Kessler alleged that he was told by Richard C. Blum, now chairman of the Board of Regents, that raising “the financial stuff [was] the cancer” and that “if you piss people off for the right reason, [they’re going] to figure out some way to get back at you.”

UCSF has maintained that Kessler was fired for performance-related reasons, not for complaining about the medical school’s accounting practices -- although the university is treating him as a whistle-blower and handling his complaint through administrative channels. Kessler’s lawsuit has been stayed pending the outcome of the administrative review.

The university conducted an internal audit of the school’s finances and then brought in KPMG to review that audit. Although UCSF has maintained that the audit showed the school to be in good fiscal health, Grassley noted in his letter that KPMG concluded that in several instances, the school’s accounting methodology was not “repeatable.”

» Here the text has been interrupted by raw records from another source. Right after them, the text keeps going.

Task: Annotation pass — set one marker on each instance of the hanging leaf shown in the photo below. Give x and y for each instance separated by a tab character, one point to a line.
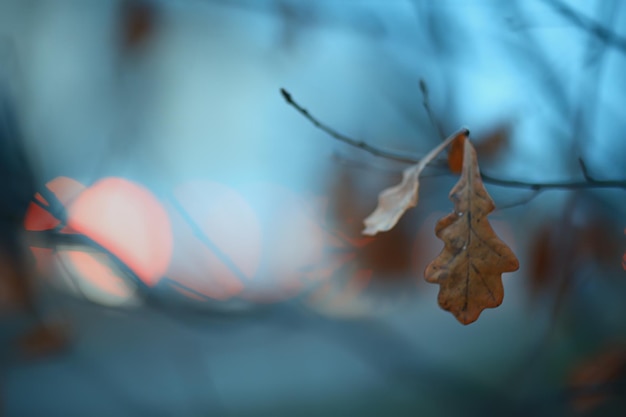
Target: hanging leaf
394	201
455	154
469	268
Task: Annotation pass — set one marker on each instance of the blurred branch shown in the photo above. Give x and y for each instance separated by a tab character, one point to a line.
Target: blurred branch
383	153
589	182
589	24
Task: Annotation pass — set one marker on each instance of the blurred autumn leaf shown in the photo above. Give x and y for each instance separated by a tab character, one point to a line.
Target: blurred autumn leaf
599	379
469	268
582	233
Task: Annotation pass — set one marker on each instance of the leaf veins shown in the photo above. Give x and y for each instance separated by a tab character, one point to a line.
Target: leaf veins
470	266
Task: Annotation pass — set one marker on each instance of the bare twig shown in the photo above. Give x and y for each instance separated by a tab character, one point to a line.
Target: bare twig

The UCSF medical school has a $1.25-billion operating budget. Last month, Kessler’s interim replacement, Sam Hawgood, warned that the school was going to suffer a $170-million hit because of rising costs and sinking revenues.

“The University of California has received the letter and has been providing information to Sen. Grassley in response,” said Chris Harrington, a university spokesman.

“The university has explained that Dr. Kessler’s allegations have been exhaustively and repeatedly investigated at the university’s expense, and that those investigations have found no evidence whatsoever of any inaccuracy in the books and records of the UCSF School of Medicine,” Harrington said.

Kessler declined to comment, citing the ongoing administrative review.

Grassley’s letter asked UCSF to detail the funds it has received in the last five years from NIH, the National Science Foundation, the Department of Energy and the Department of Defense.

He also sought to interview officials from KPMG about the firm’s review of the school’s books. If Grassley is unsatisfied with the school’s response, he could request a detailed audit of UCSF by the U.S. Government Accountability Office.